I will resist the temptation to provide commentary and analysis that equates "Occupy Wall Street" with the "Tea Part Movement"; such analysis has been provided by other pundits, so further analysis would be overkill. But the movement that started September 17--not too far from my apartment, btw--could morph into a key component of Obama's reelection strategy and, therefore, become a key element of the "Race for the White House, 2012."
On Friday, the WaPo carried an article discussing how Obama is poised to use the anger of those "99%"--a ridiculous and grotesquely inaccurate "Occupy Wall Street" slogan--to court critics of Romney and Repub policies. It should be noted, though, that protestors have an interesting way of selecting history to suit their ideological agenda; the policies that the protestors are criticizing were supported not just by the business interests and the Repubs but also by the Democrats and Obama, particularly the team of economic advisors that Obama assembled shortly after taking office. So, these protestors should be quick to acknowledge the undeniable facts of history and resist being co-opted by Obama.

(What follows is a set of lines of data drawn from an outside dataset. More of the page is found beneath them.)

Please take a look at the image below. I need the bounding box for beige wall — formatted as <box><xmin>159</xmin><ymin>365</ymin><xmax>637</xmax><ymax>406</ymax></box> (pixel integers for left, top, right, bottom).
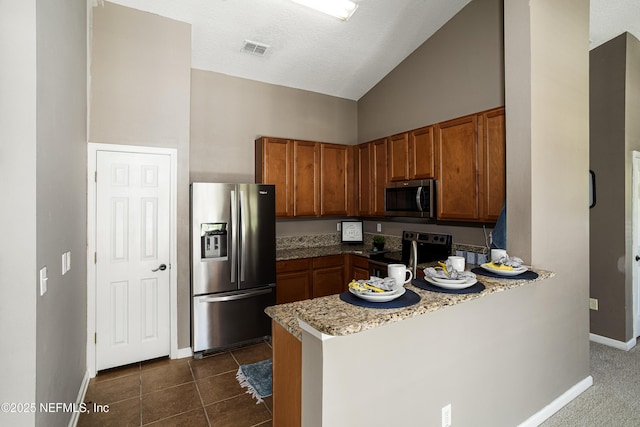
<box><xmin>35</xmin><ymin>1</ymin><xmax>88</xmax><ymax>425</ymax></box>
<box><xmin>0</xmin><ymin>1</ymin><xmax>38</xmax><ymax>425</ymax></box>
<box><xmin>590</xmin><ymin>33</ymin><xmax>640</xmax><ymax>342</ymax></box>
<box><xmin>1</xmin><ymin>1</ymin><xmax>88</xmax><ymax>426</ymax></box>
<box><xmin>189</xmin><ymin>69</ymin><xmax>357</xmax><ymax>184</ymax></box>
<box><xmin>505</xmin><ymin>0</ymin><xmax>591</xmax><ymax>413</ymax></box>
<box><xmin>90</xmin><ymin>2</ymin><xmax>192</xmax><ymax>348</ymax></box>
<box><xmin>357</xmin><ymin>0</ymin><xmax>504</xmax><ymax>142</ymax></box>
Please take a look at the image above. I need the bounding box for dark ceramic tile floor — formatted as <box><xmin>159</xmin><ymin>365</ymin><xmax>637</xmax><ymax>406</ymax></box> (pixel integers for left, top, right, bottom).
<box><xmin>78</xmin><ymin>341</ymin><xmax>273</xmax><ymax>427</ymax></box>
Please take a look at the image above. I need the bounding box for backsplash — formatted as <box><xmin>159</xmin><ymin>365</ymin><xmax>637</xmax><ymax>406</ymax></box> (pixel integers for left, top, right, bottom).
<box><xmin>276</xmin><ymin>233</ymin><xmax>402</xmax><ymax>251</ymax></box>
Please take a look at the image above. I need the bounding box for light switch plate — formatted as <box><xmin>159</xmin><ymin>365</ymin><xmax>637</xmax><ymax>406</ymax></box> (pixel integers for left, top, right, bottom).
<box><xmin>39</xmin><ymin>266</ymin><xmax>48</xmax><ymax>296</ymax></box>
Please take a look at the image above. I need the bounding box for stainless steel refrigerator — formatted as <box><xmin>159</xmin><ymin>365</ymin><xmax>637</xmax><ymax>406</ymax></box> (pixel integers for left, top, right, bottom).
<box><xmin>190</xmin><ymin>183</ymin><xmax>276</xmax><ymax>354</ymax></box>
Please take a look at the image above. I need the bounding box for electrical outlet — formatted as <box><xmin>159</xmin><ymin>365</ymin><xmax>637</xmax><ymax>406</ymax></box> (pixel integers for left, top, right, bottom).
<box><xmin>442</xmin><ymin>403</ymin><xmax>452</xmax><ymax>427</ymax></box>
<box><xmin>376</xmin><ymin>223</ymin><xmax>382</xmax><ymax>232</ymax></box>
<box><xmin>589</xmin><ymin>298</ymin><xmax>598</xmax><ymax>310</ymax></box>
<box><xmin>337</xmin><ymin>222</ymin><xmax>341</xmax><ymax>231</ymax></box>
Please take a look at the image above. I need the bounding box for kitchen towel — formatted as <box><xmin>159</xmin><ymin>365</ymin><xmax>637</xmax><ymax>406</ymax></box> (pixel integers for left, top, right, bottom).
<box><xmin>411</xmin><ymin>278</ymin><xmax>485</xmax><ymax>294</ymax></box>
<box><xmin>339</xmin><ymin>289</ymin><xmax>421</xmax><ymax>309</ymax></box>
<box><xmin>471</xmin><ymin>267</ymin><xmax>539</xmax><ymax>280</ymax></box>
<box><xmin>236</xmin><ymin>359</ymin><xmax>272</xmax><ymax>404</ymax></box>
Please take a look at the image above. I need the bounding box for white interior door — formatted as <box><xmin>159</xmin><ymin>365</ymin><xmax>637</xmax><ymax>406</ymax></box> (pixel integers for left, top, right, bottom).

Back to the article. Obama has intensified his rhetoric in recent weeks, targeting Bank of America, by name, for imposing a new $5 monthly fee on their debit cards. Obama is walking a thin line: he is targeting a company, the largest US bank by assets, that continues to be destabilized by mounting losses from collateralized debt obligations--and other so-called "exotic financial instruments." By targeting BofA, Obama is both dealing a public relations blow to the financial firm and also trying to court ideologically committed leftists. While the critical line was fairly mild ("exactly the sort of stuff that folks are frustrated by") it is still the type of shallow political rhetoric that does more economic harm than good.
An Obama senior advisor, David Plouffe, was quoted in the article as saying that "One of the main elements of contrast will be that the president passed Wall Street reform and our opponent and the other party want to repeal it." It is a wise contrast and one that, depending on the level of anti-bank hysteria, could be profound enough to challenge the Repub nominee.
It is a fairly old dichotomy that has worked well, at least rhetorically speaking: Wall Street is represented by the Repubs and Main Street and labor are supported by the Dems. Obama is pulling on the coalescing anti-Wall Street hysteria by presenting himself, even before the Repubs have their nominee, as the candidate best suited to challenge the excesses of the financial firms, as embodied by Wall Street. The Obama campaign will be layered with floury rhetoric about the Repub nominee and the policies he (or she) supports.
Romney brilliantly responded to the anti-Wall Street movement by honing in on the anger of middle-income Americans. If Obama will present himself as labor's savior, then no doubt Romney will position himself as the savior of middle-income America. Romney's point--politically motivated, of course--is a somber truth: for most Americans, wages have either declined or stagnated since the early 70s and the collapse of Bretton Woods. Middle-income America is slowly eroding under the heavy burden of rising prices (slowly rising, to be sure) and mounting debt. It is a near universal message that holds particularly true for America.
Conservative Repubs, at least in rhetoric and message, have supported reducing the size of government and its regulatory reach. Romney--or any other candidate--could make "streamlining the regulatory state" a flank of their campaign.
Romney's focus should remain on middle -income America and their frustrations.
BTW: what about Ron Paul's proposal? Increase focus on the FED and end corporate welfare ... seems profound to me.